The sleepily habitual meditating person is well aware that the spiritual fire of youth is on a low flame. As in Staffeldt's "Indvielsen," he longs for the experiences that changed his life. That's why he seeks communities created by like-minded people to revive the life-giving inner ecstasy.

For the sentimentally inclined meditator, the great past experiences all too easily become curses. For as the drug addict longs for the needle in his arm, the old meditator longs for his spiritual soma.

At home and left to himself, he falls asleep on the meditation cushion. But there is hope ahead! A venerable back-Indian Guru or a new pop-smart New Age preacher from America has announced his arrival in Copenhagen.


 

The old veteran smiles to himself. For in the more or less sectarian community hype, he can reawaken his inner Tollund Man. In an echo chamber of like-minded satsang zombies plus new innocent spiritual seekers, his tired brain will be filled with dopamine, serotonin, and all the other neurotransmitters the brain loves to bathe in.
 
The old meditator is willing to do whatever it takes to get this fix. Never mind that the Guru is under suspicion of financial fraud and sexual abuse of his disciples. It's just the mind trying to sabotage the ecstasy. Every time the truth and reason present themselves with relevant questions, it is all dismissed as mind fuck. This eternal enemy, the stubborn mind, with all its thoughts. Do not listen to it!
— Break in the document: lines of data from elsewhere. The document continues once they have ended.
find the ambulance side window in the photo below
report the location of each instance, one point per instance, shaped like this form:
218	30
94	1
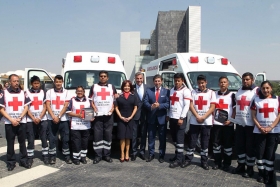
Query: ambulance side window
168	80
46	81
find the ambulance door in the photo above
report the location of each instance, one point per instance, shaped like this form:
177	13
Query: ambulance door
259	78
168	80
45	78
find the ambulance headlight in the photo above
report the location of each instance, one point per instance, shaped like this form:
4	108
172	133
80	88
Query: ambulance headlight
210	60
94	59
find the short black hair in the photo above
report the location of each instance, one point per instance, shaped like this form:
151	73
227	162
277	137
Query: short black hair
103	71
248	74
58	77
34	78
266	82
157	76
223	77
13	75
179	76
201	78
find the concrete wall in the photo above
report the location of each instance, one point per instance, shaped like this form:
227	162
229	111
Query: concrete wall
193	23
170	32
129	48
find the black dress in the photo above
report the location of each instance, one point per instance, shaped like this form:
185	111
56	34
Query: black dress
126	107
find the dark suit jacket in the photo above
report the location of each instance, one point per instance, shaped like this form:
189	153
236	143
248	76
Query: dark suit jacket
140	110
158	113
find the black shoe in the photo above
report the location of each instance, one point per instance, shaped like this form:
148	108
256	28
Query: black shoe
30	162
225	168
249	172
96	160
46	160
83	160
175	164
172	159
239	169
108	159
150	158
142	156
68	160
185	164
11	167
76	162
25	165
161	159
268	179
205	166
52	160
216	166
133	157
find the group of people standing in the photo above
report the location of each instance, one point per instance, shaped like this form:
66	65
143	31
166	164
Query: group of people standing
143	111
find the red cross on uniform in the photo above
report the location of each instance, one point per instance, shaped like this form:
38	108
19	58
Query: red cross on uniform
200	102
15	103
36	103
173	98
242	102
79	110
222	105
265	110
103	93
57	102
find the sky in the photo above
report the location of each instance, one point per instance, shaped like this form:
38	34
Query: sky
39	33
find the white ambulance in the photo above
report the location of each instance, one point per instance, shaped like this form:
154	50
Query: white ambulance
193	64
82	69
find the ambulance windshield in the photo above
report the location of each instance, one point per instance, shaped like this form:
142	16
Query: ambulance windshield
87	78
235	81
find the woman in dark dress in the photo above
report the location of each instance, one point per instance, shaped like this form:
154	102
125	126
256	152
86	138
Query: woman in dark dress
126	107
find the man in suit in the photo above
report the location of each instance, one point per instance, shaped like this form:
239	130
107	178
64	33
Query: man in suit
140	118
156	102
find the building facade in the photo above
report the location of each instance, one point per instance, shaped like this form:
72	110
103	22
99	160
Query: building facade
175	31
Instead, surrender to the Guru's grace.

It is here that the lie and self-deception begin to sneak in. True meditation is difficult because honesty is difficult. Ibsen's wise words about the life-lie are spot on.

To avoid this pitfall and maintain the integrity of one's meditation practice, it is crucial to cultivate honesty and self-awareness. Be open to questioning one's beliefs and practices, and be willing to adjust and adapt in the pursuit of truth. Do not blindly follow a Guru or become attached to the past experiences of ecstasy; instead, focus on cultivating a genuine connection to the present moment and one's inner self.

In conclusion, true meditation requires the courage to face the truth and to be honest with oneself. By doing so, one can maintain the vitality and authenticity of their meditation practice and continue to grow and evolve on their spiritual journey.

Det gode, det sande og det skønne - Satyam, Shivam, Sundaram.
An additional irony is that the Indian word satsang, which is used to describe the kind of spiritual gatherings I have just mentioned, means to assemble in sat, which means truth.

In our Western culture, we talk about the trinity of the good, the true, and the beautiful.
My guess is that this trinity, through ancient Greece, is derived from India.
The Indians call it: Satyam, Shivam, Sundaram: the true, the good, and the beautiful.

I see a depth in the ancient Indian formulation that has been lost since. Satyam comes first. Sat or Satyam means truth. The truth must and should come first. Any ecstasy that does not build on a love for truth will sooner or later, like the chemical industry, produce a deluge of karmic waste. Seen in this light, the spiritual world is subject to the same rigor as mathematics: a statement is either true or false. It is the small, accumulating everyday lie that dries out the mind and eventually necessitates the hype-dependence on the untrue and unhealthy satsang soma.

It is not my task to be loving.

I believe this writing has amply demonstrated that.

I see it as my task to be honest.

Being honest and prioritizing truth in one's spiritual journey is essential to avoid falling into the trap of self-deception and attachment to superficial experiences. By seeking Satyam (truth), Shivam (the good), and Sundaram (the beautiful) in one's meditation practice and spiritual life, one can cultivate a genuine connection to the present moment and one's inner self, thus facilitating growth and evolution on the spiritual path.